Celebramos el 8 de Marzo. El estribillo mediático anual nos pone el foco, aunque el resto del año apenas seamos noticia salvo en lo que respecta a la violencia de género (y sólo a partir del asesinato de Ana Orantes en 1997). La escasa presencia de mujeres en los medios de comunicación como fuentes, como articulistas y como personas activas socialmente que generan noticias es una forma de micro-violencia simbólica. Hay quien objetará: si las mujeres no están en los escenarios de decisión, ¿cómo vamos a plasmar su presencia? Es verdad. Pero se hace necesario reconsiderar rutinas profesionales. ¿Por qué no ampliar fuentes? Un ejemplo: las políticas públicas. Sabemos que no afectan por igual a hombres y mujeres marcados como estamos por la variable de género. Cuando se aprueba una ley, cualquier ley, preguntemos a las mujeres que en los partidos, en los sindicatos, en las universidades, en las ONGs y en la calle tienen algo que decir al respecto.
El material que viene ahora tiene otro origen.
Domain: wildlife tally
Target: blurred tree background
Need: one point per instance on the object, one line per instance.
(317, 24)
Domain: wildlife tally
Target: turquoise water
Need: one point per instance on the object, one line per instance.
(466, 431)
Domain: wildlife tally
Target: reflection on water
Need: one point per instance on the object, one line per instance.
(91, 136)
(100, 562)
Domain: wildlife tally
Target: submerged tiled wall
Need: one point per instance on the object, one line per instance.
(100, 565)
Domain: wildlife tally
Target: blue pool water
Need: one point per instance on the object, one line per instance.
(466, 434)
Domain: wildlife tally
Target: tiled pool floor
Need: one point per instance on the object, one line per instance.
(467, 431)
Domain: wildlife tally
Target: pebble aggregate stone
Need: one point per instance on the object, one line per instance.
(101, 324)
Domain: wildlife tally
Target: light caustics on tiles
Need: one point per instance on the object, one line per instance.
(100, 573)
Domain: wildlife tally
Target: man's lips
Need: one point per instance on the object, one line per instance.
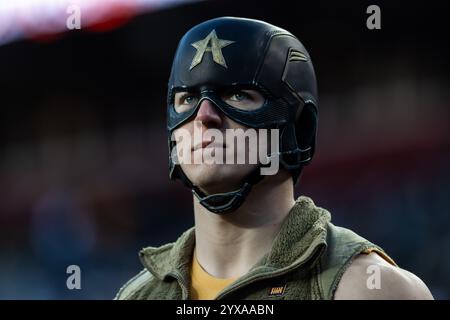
(208, 143)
Estamos con Victoria Camps cuando argumenta que la nuestra es una ética de derechos, “una ética basada en sucesivas reivindicaciones destinadas a proteger la dignidad individual. Pero los derechos suponen deberes”. Nos encontramos con que la progresiva incorporación de leyes no ha traído consigo una igualdad material y mucho menos una sanción simbólica positiva de los valores que pueden aportar las mujeres al espacio público. Si los derechos suponen deberes, habría que decir que los medios tendrían que asumir el deber ético de ampliar la mirada sobre la acción humana en la que hombres y mujeres somos igualmente protagonistas. De esta forma se acercarían con mayor rigor a su labor de mediación y representación. Y cuando decimos ampliar la mirada, queremos decir asumir que la experiencia humana no se ciñe exclusivamente a lo masculino. Lo universal se ha identificado con “el hombre”, ese ente contrapuesto a “la mujer”, conceptos que nos predefinen y prejuzgan. Esperemos que el futuro sea de hombres y mujeres. En toda su pluralidad.